There are really only three ways to clean up MongoDB. It looks like you have already identified a few compromises.

  • Single collection, removal of old records
  • Collection of the day, discard old collections
  • Database per day, discarding old databases

Option number 1: single collection

pros

  • Easy to implement
  • Easy to run Map / Reduces

against

  • Removing is just as expensive as inserting, causing a lot of I / O and the need to "defragment" or "compactly" the database.
  • At some point, you will finish the double-entry processing, as you will have to insert day-to-day data and delete data for the day.

Option number 2: daily fee

pros

  • Deleting data with collection.drop() is very fast.
  • Preservation of the card / Decrease in friendliness, since the output of each day can be combined or re-summarized to the totals.

against

  • You may have some fragmentation issues.
  • You will need to rewrite the requests. However, in my experience, if you have enough data that you clear, you rarely access that data directly. Instead, you are trying to run Map / Reduces on this data. Therefore, this may not change many queries.
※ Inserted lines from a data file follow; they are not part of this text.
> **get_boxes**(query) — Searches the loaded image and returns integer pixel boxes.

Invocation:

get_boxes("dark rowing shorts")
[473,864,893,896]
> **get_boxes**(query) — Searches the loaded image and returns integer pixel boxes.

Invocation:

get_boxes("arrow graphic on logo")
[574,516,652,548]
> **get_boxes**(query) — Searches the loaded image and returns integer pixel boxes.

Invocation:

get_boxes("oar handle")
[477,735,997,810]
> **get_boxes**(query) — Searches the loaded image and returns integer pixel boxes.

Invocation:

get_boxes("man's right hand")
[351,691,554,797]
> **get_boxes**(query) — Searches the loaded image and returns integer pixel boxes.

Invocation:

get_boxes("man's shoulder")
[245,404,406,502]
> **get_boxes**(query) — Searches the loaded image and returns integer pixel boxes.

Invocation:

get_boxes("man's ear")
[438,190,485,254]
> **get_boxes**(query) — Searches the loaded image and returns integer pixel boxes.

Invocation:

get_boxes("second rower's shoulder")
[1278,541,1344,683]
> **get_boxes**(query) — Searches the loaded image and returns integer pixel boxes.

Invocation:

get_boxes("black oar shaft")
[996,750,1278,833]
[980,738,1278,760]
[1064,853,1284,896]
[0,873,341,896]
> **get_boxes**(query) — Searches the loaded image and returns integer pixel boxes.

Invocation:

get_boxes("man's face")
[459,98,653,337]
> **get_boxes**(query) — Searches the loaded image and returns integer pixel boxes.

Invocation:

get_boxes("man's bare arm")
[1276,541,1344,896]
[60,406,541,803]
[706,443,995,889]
Option 3: Database per day

pros

  • Deletion occurs as quickly as possible, files are simply truncated.
  • Zero fragmentation issues and easy backup / restore / archive of old data.

against

  • Will make the request more complicated (expect to write some shell code).
  • It's not so easy to write Map / Reduce, but take a look at an aggregation structure that can better suit your needs anyway.

Now there is option # 4, but this is not a general solution. I know some people who "cleaned up" just using Capped Collections . There are certain cases where this works, but it has a ton of warnings, so you really need to know what you are doing.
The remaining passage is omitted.